What would I prefer - an over-fitted model or a less accurate model?



Let's say we have two models trained. And let's say we are looking for good accuracy. The first has an accuracy of 100% on training set and 84% on test set. Clearly over-fitted. The second has an accuracy of 83% on training set and 83% on test set.

On the one hand, model #1 is over-fitted but on the other hand it still yields better performance on an unseen test set than the good general model in #2.

Which model would you choose to use in production? The First or the Second and why?


Posted 2020-01-12T13:48:25.717

Reputation: 449

3The difference of 1% on the test set makes it easy to choose the 2nd one. But I think if the difference was 10% on the test set than people might choose the "overfit" model. – jerlich – 2020-01-13T06:55:12.667

31% difference in test accuracy will not be statistically significant for many test sets. How big is yours? – Will – 2020-01-13T09:27:30.437

Can we have a third option: use the second to further improve into a third? The second is likely more salvageable than the first, but neither would be ideal in production. What is your goal? – Mast – 2020-01-13T10:41:31.620

The test and train set metrics are random variables - if for example you're using k-fold cross validation then you can estimate the confidence of both using the variance for example - this could indicate that you cannot really say 1 is higher than 2 with say 90% confidence. So whilst it's a bit hand wavey I would prefer the model which generalises better – David Waterworth – 2020-01-13T21:57:10.057

3As mentioned in @Ray's answer, it is not correct that the first model is necessarily overfit. Random Forests, for example, are explicitly designed to produce this situation. – Matthew Drury – 2020-01-17T19:23:30.873



There are a couple of nuances here.

  1. Complexity question very important - ocams razor
  2. CV - is this trully the case 84%/83% (test it for train+test with CV)

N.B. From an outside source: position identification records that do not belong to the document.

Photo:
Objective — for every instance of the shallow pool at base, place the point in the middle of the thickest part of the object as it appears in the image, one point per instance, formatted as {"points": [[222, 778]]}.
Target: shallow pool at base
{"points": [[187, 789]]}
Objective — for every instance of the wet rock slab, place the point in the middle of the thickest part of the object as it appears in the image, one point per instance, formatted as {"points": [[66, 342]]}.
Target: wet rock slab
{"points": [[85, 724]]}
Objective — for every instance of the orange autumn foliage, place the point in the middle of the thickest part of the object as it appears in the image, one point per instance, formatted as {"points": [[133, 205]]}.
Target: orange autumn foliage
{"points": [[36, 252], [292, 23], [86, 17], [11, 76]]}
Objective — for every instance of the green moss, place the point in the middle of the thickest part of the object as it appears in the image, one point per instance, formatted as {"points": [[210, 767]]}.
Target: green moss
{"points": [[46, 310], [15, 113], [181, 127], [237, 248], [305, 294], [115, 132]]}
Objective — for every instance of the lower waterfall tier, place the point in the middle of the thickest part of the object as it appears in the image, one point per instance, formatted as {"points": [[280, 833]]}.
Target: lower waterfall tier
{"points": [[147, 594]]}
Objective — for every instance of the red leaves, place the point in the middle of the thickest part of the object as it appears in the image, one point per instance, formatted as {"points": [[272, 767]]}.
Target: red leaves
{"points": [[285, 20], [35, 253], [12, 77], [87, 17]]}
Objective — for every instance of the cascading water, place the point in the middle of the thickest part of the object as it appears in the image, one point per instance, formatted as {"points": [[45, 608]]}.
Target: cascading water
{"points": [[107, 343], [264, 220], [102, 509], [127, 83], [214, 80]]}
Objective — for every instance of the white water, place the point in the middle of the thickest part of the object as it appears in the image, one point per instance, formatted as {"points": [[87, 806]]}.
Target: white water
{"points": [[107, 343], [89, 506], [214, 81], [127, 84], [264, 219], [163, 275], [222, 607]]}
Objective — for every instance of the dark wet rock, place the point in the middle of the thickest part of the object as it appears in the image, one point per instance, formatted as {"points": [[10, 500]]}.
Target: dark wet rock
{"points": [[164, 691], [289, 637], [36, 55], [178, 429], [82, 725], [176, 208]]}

Given this, personal opinion: Second one.

Better to catch general patterns. You already know that first model failed on that because of the train and test difference. 1% says nothing.

Noah Weber

Posted 2020-01-12T13:48:25.717

Reputation: 4 932

2I disagree with the blanket statement that "1% says nothing". With a lot of data, that can be a statistically significant difference, and in situations with class imbalance, that might be a very important 1% that's being misclassified (although in that situation, accuracy is a terrible measure to start with). – Nuclear Hoagie – 2020-01-13T14:44:30.587

2you are reading it wrong. 1% says nothing in THIS situation. 1% in general is big difference! – Noah Weber – 2020-01-13T14:45:58.253

1"Better to catch general patterns. You already know that first model failed on that because of the train and test difference." No, the 84% says it caught general patterns. The 100% says those general patterns applied very well to the test set. – Acccumulation – 2020-01-13T21:25:25.117

Could you explain what CV is in the context of your answer? – Fritz – 2020-01-20T09:19:47.773

1cross validation – Noah Weber – 2020-01-20T10:05:34.607


It depends mostly on the problem context. If predictive performance is all you care about, and you believe the test set to be representative of future unseen data, then the first model is better. (This might be the case for, say, health predictions.)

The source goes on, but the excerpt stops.